Alumna Steels the Show


3:00 p.m. on a recent Sunday. Alumna Kelly Rae Potter welds one of her metal pieces. Photo provided by Kelly Rae Potter

As a Hockaday student, she imagined a future in architecture. Today, she does not design buildings; rather, she works on the metal pieces that make the structures accessible and attractive.

Kelly Rae Potter ‘07 is a professional blacksmith.

After Hockaday, Potter studied at the University of Colorado and pursued a degree in architecture. She became interested in making jewelry while living in Boulder and after moving back to the Dallas area, she decided to take a jewelry design class at Brookhaven Community College. Eventually, a professor came by to promote his blacksmith class at the college. Potter followed her creative nature, jumped at the opportunity to try something new and enrolled in the course. She left her jewels behind in pursuit of crafting metal.

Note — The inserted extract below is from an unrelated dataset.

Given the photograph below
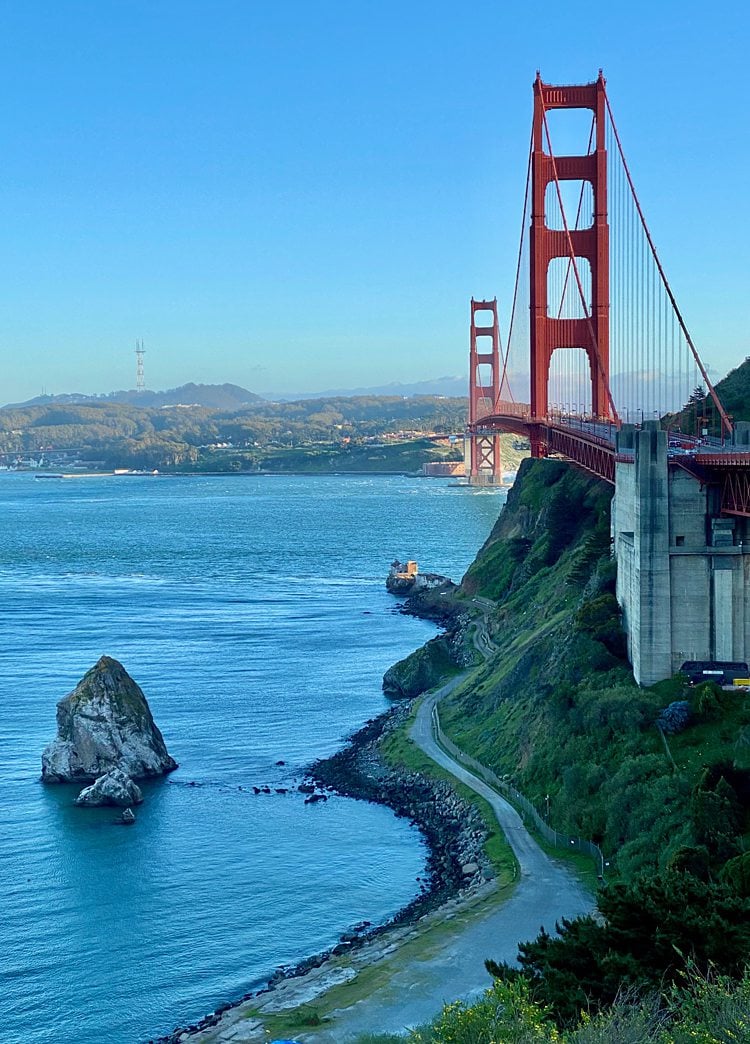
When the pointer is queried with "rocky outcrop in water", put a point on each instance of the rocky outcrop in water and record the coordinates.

She met several experienced blacksmiths in the course and decided to continue perfecting the craft.

“I learned by going and finding people in the area [who knew about blacksmithing],” Potter says.

Potter currently works at Smith Designs in Gunter, Texas where she does architectural metal fitting. Using bronze, steel, aluminum and brass, Potter designs and crafts custom doors, stairs and other items. Smith Designs employs over twenty designers who specialize in different areas of their crafts. The company’s work has been featured in Architectural Digest and Houston Home and Garden for their metal fitting work. They have designed work for the homes of many notable celebrities including Mark Cuban and Eva Longoria.

Potter is generally surrounded by male co-workers on construction sites while designing beautiful metalwork for spaces. She mentions often being viewed by the other workers on the sites as more of a visitor or misplaced individual than an employee. According to American Welder and the American Welding Society, five to six percent of welders are female.

“Someone [might] say, that’s cute using this tool, but no I am actually using this tool,” Potter says.

Despite, rude comments at times from male co-workers, Potter has risen to an elite level in her field. She recently participated in a national silversmithing competition. This competition allowed Potter to explore another creative outlet and focus on the crafting of weapons like knives and swords.

Potter feels that Upper School ceramics teacher Kevin Brady allowed her to push herself to new creative limits in a ceramics class.

“Everybody is creative: some have to learn that they are, some are born more creative than others,” Brady said. “In Kelly’s case, she was über-creative.”

Brady is not surprised by Potter’s ability to excel in a male-dominated field.

“She was a young lady who would take no grief from anybody,” he said. “She was her own person.”

This strong personality has allowed Potter to be resourceful and bold as a female blacksmith.